Why text messaging, and not a phone call? Greenberg says that for one, a text message is factual and direct, so it helps volunteers get to the heart of the crisis moment quickly. Text messages are also private, so a user can be communicating about their environment without anyone knowing, an especially important factor if someone is in an abusive situation. Text messages are also where people are in our current moment, so it allows Crisis Text Line to fulfill one of the core components of their mission: to reach people where they are.

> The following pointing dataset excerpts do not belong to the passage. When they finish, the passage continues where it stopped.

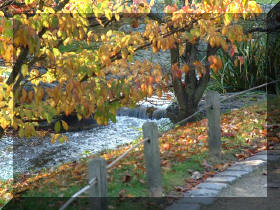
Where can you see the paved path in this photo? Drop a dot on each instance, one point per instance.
(241, 186)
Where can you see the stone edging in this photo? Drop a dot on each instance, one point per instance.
(205, 193)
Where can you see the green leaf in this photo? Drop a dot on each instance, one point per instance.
(57, 127)
(24, 70)
(65, 125)
(227, 19)
(56, 52)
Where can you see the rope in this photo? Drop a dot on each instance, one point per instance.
(182, 122)
(125, 153)
(92, 182)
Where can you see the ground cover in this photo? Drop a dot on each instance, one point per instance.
(184, 160)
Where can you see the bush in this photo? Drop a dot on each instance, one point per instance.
(246, 69)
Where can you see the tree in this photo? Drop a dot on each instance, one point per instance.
(43, 79)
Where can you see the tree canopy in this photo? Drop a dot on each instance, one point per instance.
(42, 76)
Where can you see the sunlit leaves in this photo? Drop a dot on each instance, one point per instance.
(70, 51)
(215, 63)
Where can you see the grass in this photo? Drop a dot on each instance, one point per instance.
(183, 151)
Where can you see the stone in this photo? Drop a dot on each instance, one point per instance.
(237, 174)
(203, 193)
(223, 179)
(198, 200)
(262, 153)
(211, 186)
(238, 167)
(258, 157)
(273, 157)
(252, 163)
(181, 206)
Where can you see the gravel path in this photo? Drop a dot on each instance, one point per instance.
(253, 185)
(245, 185)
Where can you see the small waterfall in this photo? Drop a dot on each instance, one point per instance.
(152, 108)
(138, 112)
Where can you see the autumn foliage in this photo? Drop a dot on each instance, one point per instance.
(101, 79)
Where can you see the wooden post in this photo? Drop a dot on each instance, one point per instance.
(98, 191)
(152, 159)
(214, 123)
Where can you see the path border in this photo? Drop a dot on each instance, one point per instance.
(208, 191)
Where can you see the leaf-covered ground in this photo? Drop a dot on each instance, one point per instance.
(184, 159)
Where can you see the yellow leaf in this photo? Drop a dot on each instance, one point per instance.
(65, 125)
(181, 50)
(108, 14)
(24, 70)
(54, 138)
(186, 68)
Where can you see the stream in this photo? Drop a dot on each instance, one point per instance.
(30, 155)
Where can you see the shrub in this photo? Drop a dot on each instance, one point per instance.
(246, 69)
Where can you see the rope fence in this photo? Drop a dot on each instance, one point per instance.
(151, 150)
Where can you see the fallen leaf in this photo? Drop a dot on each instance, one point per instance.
(126, 178)
(196, 175)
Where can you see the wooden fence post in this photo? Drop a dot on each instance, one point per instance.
(152, 159)
(214, 123)
(98, 191)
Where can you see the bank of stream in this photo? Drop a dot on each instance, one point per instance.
(27, 155)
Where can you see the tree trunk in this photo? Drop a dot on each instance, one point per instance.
(188, 92)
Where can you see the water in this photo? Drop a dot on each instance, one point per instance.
(35, 153)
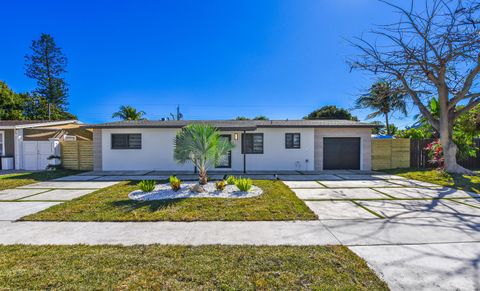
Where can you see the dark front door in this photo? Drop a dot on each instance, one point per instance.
(226, 162)
(341, 153)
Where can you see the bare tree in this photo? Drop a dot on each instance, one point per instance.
(434, 49)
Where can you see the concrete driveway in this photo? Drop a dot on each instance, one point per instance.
(29, 199)
(415, 235)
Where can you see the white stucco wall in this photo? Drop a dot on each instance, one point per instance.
(275, 156)
(157, 151)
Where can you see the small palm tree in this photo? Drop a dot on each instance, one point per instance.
(127, 112)
(202, 145)
(384, 98)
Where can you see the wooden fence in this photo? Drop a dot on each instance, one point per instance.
(419, 157)
(77, 155)
(390, 153)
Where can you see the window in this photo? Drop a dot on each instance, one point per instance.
(2, 143)
(292, 140)
(252, 143)
(126, 141)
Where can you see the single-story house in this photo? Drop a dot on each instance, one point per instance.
(27, 144)
(260, 145)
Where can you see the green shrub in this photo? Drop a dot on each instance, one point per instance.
(175, 183)
(147, 185)
(231, 180)
(220, 185)
(243, 184)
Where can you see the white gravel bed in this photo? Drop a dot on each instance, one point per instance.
(163, 191)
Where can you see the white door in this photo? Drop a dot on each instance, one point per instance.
(36, 153)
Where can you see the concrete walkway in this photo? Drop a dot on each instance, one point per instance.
(422, 244)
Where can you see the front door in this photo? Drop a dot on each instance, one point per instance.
(226, 162)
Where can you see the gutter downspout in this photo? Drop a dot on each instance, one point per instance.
(244, 154)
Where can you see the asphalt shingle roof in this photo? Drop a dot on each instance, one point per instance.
(233, 124)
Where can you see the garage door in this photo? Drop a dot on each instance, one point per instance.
(35, 154)
(341, 153)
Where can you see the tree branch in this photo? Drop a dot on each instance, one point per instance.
(466, 85)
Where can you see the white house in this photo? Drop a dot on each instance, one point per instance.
(273, 145)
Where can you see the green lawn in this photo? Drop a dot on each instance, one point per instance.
(277, 202)
(184, 268)
(10, 181)
(463, 182)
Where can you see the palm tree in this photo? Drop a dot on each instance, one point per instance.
(127, 112)
(384, 98)
(202, 145)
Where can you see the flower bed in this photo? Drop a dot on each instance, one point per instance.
(164, 191)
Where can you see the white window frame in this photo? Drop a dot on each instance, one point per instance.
(2, 132)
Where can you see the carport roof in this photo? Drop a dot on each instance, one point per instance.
(12, 124)
(235, 124)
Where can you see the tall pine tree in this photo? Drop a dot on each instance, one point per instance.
(47, 65)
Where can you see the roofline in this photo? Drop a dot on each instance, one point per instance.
(225, 128)
(33, 125)
(221, 128)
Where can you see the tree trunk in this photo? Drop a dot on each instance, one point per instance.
(202, 177)
(446, 132)
(386, 124)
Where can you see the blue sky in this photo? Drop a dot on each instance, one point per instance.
(217, 59)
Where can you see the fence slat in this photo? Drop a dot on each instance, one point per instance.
(390, 153)
(77, 155)
(419, 156)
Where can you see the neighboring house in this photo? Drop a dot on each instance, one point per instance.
(26, 144)
(259, 145)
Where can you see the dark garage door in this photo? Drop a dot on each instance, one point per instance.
(341, 153)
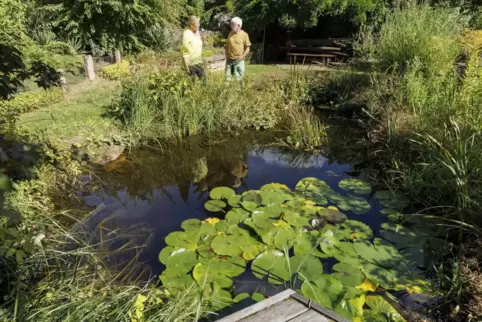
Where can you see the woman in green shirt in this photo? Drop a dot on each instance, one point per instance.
(192, 46)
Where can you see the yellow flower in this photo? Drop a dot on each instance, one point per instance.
(212, 221)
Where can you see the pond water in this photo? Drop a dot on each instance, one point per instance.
(148, 194)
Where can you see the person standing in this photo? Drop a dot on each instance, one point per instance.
(192, 46)
(237, 48)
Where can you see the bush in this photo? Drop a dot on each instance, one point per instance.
(25, 102)
(167, 105)
(116, 71)
(420, 32)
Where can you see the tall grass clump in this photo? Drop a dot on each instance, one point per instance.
(420, 32)
(168, 105)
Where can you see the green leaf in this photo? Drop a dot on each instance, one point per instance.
(356, 185)
(181, 260)
(383, 308)
(165, 253)
(214, 205)
(221, 247)
(357, 204)
(284, 239)
(308, 267)
(348, 274)
(258, 297)
(222, 193)
(191, 224)
(240, 297)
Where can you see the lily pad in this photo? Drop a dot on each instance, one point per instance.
(191, 224)
(222, 193)
(236, 216)
(284, 239)
(357, 204)
(214, 205)
(348, 274)
(221, 246)
(356, 185)
(181, 260)
(258, 297)
(357, 230)
(308, 267)
(380, 307)
(165, 253)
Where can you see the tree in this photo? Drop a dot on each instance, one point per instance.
(115, 23)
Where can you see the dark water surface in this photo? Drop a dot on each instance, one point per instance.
(151, 192)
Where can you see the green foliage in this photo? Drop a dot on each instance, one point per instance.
(116, 71)
(25, 102)
(168, 105)
(427, 34)
(214, 251)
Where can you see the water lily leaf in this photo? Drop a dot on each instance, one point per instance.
(191, 224)
(378, 275)
(295, 219)
(175, 281)
(222, 193)
(328, 242)
(317, 197)
(205, 274)
(221, 247)
(308, 267)
(284, 239)
(314, 293)
(181, 260)
(348, 274)
(357, 204)
(235, 201)
(382, 308)
(332, 215)
(250, 251)
(181, 239)
(357, 230)
(236, 216)
(258, 297)
(351, 309)
(206, 251)
(271, 197)
(270, 263)
(356, 185)
(222, 226)
(214, 205)
(315, 184)
(165, 253)
(307, 243)
(220, 299)
(368, 285)
(242, 296)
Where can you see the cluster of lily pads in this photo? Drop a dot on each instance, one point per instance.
(289, 237)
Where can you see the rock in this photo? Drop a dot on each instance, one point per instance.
(108, 154)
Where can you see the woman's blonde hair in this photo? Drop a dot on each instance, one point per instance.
(193, 20)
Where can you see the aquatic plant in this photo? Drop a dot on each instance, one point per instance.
(285, 236)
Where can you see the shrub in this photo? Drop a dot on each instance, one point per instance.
(59, 47)
(422, 32)
(25, 102)
(167, 105)
(116, 71)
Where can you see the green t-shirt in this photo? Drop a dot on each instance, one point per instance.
(192, 47)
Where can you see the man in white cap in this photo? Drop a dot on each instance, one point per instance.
(237, 48)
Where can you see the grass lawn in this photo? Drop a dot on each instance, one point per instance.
(80, 114)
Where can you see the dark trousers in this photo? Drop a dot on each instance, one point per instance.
(197, 71)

Crisis Text Line has a clear sense of why their organization has been so successful, to date having received over 52 million messages from people in crisis. “We have a special community of volunteers,” says Greenberg. “Most of our products and tools have been proposed by our Crisis Counselors.” Crisis Counselors are constantly giving feedback about what it’s like to be a volunteer, to create rapport with crisis texters, and to identify and solve problems in the moment. It’s also about how the volunteers themselves are feeling while responding to difficult situations. Recently, the organization launched a platform called “Our Network” where counselors can interact and get to know each other. Greenberg says that the organization learned early on that in order to support texters in crisis, Crisis Text Line had to support their counselors. Every paid staff member is also a trained Crisis Counselor, so volunteers always have someone there who can understand the experience of being a Crisis Counselor and can help support them.

Another tool that Crisis Text Line is using to help support volunteers and improve their practice is through the data they collect. Every incoming message serves as a set of data points that help the organization and its volunteers serve texters better. This information is anonymized, aggregated, and shared on their website so that anybody can access trends in mental health and crisis intervention across the country. For Crisis Counselors that work with Crisis Text Line, the data reveals information like whether asking for a person’s name creates rapport or at what point in the conversation is the right time to shift to problem-solving. For other organizations like schools and government agencies, the data can tell at what time of day Crisis Text Line receives the most texts about anxiety, or what states have the most people texting about LGBTQ related issues. The data trends aren’t proprietary, either. “If we silo our data, everyone loses. We can make the world a better place by sharing the information that helps our counselors.”

Crisis Text Line’s model for success is essentially about standing in their volunteers’ shoes. What do they need to succeed? What programs or applications would help their work? Greenberg notes that Crisis Counselors are continually apart of the conversation around the organization’s Key Performance Indicators. It is this investment in human capital that allows Crisis Text Line to meet crisis wherever it is. 


As Chief Operating Officer of Crisis Text Line, Baylee Greenberg oversees human capital, partnerships, policy, finance, and crisis counselor supervision at the nation’s first free 24/7 text line for people in crisis. She’s helped to scale Crisis Text Line from 6 Staff and 25 volunteers to over 60 Staff and over 3,400 volunteers. Previously, Baylee managed corporate partnerships at DoSomething.org the largest organization for young people and social change. Greenberg has managed initiatives with 3M, American Express, CVS Health, H&M, JCPenney, The WWE and other top youth brands. She sits on the Board of Directors of Better World Ed – an empathy focused learning platform.

Baylee earned a BA in Psychology and a BA in Linguistics from the University of Michigan. She reads word etymologies for fun and thinks all dates should be consumed as desserts.